While greens are clamoring for more unreliable wind and solar, nuclear is about to make a big leap forward with the recent Pentagon approval of the first microreactor. Here is a technical summary from the U.S. Office of Nuclear Energy.
Microreactors are factory-built, plug-and-play reactors.
They can be used to power military bases, disaster recovery efforts or remote locations where traditional infrastructure doesn’t exist.
These mini reactors can provide between 1-20 megawatts of thermal energy used directly as heat or converted to electric power.
They fit on the back of a semi-truck and will not require a large number of people to operate them.
Microreactors can integrate seamlessly into distributed grids to complement renewable power and are expected to run continuously for about 10 years without refueling.
Once the core is spent, they can be exchanged for a new one.
Microreactors are not defined by their fuel form or coolant. Instead, they have three main features:
- Factory fabricated: All components of a microreactor would be fully assembled in a factory and shipped out to location. This eliminates difficulties associated with large-scale construction, reduces capital costs and would help get the reactor up and running quickly.
- Transportable: Smaller unit designs will make microreactors very transportable. This would make it easy for vendors to ship the entire reactor by truck, shipping vessel, airplane or railcar.
- Self-adjusting: Simple and responsive design concepts will allow microreactors to self-adjust. They won’t require a large number of specialized operators and would utilize passive safety systems that prevent any potential for overheating or reactor meltdown.
Microreactor designs vary, but most would be able to produce 1-20 megawatts of thermal energy that could be used directly as heat or converted to electric power. They can be used to generate clean and reliable electricity for commercial use or for non-electric applications such as district heating, water desalination and hydrogen fuel production.

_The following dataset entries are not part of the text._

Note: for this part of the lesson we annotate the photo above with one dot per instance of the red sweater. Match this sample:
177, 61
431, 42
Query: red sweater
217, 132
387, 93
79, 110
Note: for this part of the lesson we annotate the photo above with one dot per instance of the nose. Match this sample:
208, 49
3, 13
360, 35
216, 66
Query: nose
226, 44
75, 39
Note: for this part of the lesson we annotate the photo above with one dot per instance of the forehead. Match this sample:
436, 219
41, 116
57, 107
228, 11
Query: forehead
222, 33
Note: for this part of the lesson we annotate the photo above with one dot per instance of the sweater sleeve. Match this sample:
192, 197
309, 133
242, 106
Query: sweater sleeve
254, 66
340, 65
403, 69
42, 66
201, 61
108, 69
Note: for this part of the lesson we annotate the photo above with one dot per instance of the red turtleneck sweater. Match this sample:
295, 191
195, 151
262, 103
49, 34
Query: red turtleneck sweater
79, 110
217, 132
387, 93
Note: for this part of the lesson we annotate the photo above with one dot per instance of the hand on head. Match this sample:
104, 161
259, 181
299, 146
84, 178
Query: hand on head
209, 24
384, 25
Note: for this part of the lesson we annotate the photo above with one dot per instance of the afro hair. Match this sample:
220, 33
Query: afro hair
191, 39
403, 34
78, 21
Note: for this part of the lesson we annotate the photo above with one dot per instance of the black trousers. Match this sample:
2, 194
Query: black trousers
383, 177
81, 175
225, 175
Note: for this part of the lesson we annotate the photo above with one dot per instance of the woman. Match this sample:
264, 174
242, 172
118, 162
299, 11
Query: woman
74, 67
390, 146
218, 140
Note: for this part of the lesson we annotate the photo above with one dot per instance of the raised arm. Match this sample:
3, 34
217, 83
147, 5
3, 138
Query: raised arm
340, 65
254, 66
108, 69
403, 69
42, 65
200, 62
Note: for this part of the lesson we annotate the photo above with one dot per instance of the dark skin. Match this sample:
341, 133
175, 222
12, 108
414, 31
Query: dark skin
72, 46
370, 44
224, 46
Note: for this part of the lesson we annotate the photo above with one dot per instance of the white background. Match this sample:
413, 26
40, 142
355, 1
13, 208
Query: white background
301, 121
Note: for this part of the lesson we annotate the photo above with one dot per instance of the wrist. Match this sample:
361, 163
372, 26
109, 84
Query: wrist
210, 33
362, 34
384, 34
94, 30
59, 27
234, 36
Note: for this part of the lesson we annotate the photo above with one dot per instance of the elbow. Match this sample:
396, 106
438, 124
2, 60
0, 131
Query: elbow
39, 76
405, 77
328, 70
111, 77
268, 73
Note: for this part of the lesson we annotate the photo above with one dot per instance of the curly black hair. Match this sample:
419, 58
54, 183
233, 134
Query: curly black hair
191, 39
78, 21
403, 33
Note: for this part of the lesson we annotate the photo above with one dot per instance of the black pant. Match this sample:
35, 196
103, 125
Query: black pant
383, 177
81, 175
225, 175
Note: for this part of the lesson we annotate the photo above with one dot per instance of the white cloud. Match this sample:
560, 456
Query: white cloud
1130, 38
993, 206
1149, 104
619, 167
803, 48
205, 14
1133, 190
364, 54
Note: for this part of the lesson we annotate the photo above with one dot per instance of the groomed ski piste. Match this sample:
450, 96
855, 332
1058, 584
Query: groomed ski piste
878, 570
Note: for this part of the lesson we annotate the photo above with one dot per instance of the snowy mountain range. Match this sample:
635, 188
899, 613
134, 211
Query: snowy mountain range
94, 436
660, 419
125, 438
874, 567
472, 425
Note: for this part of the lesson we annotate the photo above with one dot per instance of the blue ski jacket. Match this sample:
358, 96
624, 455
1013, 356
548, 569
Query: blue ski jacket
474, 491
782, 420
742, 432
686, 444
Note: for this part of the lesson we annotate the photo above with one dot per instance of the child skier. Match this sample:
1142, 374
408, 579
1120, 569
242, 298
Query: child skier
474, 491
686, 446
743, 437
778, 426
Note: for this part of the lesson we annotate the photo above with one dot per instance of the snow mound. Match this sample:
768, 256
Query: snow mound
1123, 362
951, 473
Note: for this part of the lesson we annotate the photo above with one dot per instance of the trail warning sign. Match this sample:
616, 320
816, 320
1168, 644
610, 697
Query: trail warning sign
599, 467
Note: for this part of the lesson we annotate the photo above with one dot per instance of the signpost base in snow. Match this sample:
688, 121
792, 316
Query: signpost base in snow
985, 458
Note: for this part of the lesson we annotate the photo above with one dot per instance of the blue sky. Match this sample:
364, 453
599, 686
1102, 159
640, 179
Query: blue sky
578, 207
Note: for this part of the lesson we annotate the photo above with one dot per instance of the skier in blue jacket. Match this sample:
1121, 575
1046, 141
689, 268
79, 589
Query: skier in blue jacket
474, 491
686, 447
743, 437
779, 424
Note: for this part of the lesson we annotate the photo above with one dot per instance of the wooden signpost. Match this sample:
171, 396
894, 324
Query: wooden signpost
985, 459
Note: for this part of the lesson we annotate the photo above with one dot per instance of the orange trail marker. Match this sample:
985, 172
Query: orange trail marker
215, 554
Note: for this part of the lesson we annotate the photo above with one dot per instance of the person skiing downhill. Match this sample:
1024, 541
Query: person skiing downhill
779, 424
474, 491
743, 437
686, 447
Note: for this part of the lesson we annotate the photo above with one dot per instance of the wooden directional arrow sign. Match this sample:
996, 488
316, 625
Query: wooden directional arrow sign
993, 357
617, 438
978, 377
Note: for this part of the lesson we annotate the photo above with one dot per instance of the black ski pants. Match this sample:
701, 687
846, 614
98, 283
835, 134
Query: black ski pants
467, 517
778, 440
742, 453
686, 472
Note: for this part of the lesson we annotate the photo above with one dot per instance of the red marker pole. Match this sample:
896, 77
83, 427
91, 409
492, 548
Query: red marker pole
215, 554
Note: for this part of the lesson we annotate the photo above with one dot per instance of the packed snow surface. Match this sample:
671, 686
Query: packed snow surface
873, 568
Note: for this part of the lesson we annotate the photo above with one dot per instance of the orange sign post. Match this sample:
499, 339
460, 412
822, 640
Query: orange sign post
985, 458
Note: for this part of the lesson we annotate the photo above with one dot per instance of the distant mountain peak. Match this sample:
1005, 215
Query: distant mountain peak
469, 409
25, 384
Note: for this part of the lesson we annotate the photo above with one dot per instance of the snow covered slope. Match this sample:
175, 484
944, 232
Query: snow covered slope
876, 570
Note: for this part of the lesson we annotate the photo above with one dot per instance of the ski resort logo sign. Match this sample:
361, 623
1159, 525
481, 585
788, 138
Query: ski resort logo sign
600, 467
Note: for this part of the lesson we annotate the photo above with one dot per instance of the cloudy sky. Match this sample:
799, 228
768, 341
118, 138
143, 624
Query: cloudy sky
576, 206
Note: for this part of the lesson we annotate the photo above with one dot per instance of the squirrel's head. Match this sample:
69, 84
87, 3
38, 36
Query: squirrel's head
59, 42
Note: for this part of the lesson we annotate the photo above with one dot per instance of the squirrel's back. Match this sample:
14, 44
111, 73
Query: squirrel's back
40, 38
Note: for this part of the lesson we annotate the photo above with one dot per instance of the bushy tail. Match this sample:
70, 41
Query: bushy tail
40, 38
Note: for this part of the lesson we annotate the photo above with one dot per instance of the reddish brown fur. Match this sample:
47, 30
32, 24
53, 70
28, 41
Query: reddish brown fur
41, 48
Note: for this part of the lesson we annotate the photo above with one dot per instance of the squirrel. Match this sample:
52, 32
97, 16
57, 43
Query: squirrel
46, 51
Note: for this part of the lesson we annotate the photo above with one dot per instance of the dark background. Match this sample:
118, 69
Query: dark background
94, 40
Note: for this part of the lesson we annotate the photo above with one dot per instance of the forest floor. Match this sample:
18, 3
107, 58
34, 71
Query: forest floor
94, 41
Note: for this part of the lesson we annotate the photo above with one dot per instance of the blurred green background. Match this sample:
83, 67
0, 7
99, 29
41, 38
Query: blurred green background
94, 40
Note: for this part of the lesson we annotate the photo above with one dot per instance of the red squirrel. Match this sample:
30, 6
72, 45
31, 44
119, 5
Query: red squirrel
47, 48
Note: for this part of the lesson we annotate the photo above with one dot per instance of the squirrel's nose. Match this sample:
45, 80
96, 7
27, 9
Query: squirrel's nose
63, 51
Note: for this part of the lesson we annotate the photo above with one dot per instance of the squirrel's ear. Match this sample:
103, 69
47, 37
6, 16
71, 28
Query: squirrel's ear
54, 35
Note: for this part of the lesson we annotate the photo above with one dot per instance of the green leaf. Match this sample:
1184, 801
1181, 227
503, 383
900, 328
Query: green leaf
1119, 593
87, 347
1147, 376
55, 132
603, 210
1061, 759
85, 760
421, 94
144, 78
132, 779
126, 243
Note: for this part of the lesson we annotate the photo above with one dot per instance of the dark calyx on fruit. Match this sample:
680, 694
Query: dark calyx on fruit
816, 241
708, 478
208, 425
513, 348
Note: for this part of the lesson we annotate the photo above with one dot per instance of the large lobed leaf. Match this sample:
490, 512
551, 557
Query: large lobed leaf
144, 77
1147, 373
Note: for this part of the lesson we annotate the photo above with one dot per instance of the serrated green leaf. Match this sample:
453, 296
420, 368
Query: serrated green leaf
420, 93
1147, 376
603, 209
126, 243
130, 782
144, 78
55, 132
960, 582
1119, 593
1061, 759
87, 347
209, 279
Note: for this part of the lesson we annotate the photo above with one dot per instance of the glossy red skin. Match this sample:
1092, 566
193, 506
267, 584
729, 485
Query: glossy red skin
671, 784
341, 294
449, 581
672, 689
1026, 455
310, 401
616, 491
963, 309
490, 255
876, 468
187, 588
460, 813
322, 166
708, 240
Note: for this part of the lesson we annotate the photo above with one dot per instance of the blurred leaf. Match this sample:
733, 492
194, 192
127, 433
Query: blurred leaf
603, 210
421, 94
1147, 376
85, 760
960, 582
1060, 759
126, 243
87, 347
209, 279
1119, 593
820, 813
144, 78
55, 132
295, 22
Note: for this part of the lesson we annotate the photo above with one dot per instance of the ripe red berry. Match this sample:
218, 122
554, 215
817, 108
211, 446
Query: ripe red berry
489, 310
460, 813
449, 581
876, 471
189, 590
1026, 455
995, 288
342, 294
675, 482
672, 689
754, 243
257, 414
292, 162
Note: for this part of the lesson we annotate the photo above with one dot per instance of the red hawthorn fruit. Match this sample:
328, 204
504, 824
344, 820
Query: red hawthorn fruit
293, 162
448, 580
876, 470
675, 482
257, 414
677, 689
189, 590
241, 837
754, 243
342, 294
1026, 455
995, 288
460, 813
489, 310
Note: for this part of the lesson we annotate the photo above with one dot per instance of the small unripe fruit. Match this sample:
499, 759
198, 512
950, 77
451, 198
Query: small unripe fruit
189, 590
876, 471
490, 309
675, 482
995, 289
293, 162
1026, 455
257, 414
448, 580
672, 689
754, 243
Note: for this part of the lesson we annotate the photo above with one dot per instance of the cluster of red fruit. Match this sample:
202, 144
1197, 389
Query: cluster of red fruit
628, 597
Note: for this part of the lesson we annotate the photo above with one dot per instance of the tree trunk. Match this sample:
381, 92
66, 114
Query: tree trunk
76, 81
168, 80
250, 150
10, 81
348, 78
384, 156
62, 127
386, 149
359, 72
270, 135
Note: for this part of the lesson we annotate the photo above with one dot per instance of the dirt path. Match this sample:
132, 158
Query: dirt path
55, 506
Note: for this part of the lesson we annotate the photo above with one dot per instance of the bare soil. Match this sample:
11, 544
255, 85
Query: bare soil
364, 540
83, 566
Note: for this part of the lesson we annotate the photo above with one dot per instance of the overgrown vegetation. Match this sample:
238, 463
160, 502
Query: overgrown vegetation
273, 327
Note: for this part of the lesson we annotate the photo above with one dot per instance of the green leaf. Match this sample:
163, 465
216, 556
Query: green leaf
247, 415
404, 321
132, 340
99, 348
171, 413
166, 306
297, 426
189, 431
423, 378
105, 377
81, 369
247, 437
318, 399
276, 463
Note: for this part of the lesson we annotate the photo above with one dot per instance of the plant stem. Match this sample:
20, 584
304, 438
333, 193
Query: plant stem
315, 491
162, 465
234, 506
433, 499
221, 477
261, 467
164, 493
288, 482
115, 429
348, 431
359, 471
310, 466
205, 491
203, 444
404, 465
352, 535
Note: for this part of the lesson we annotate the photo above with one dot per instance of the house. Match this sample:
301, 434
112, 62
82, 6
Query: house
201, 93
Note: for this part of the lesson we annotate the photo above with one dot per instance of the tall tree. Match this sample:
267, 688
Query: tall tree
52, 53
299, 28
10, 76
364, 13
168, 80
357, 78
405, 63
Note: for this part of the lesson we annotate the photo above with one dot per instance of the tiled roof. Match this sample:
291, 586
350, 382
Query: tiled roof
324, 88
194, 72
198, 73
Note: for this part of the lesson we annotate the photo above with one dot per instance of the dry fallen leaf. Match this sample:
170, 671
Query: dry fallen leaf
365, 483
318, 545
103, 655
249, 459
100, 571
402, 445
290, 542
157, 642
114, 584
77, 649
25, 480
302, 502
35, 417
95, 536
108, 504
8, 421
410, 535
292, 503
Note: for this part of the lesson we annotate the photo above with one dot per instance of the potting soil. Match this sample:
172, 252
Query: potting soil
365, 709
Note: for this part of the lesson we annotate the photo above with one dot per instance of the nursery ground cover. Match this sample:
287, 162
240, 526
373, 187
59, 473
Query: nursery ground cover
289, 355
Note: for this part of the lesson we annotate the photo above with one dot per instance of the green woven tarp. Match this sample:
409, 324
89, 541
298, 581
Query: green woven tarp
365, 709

- Seamless integration with renewables within microgrids
- Can be used for emergency response to help restore power to areas hit by natural disasters
- A longer core life, operating for up to 10 years without refueling
- Can be quickly removed from sites and exchanged for new ones
Most designs will require fuel with a higher concentration of uranium-235 that’s not currently used in today’s reactors, although some may benefit from use of high temperature moderating materials that would reduce fuel enrichment requirements while maintaining the small system size.
The U.S. Department of Energy supports a variety of advanced reactor designs, including gas, liquid metal, molten salt and heat pipe-cooled concepts. American microreactor developers are currently focused on gas and heat pipe-cooled designs that could debut as early as the mid-2020s.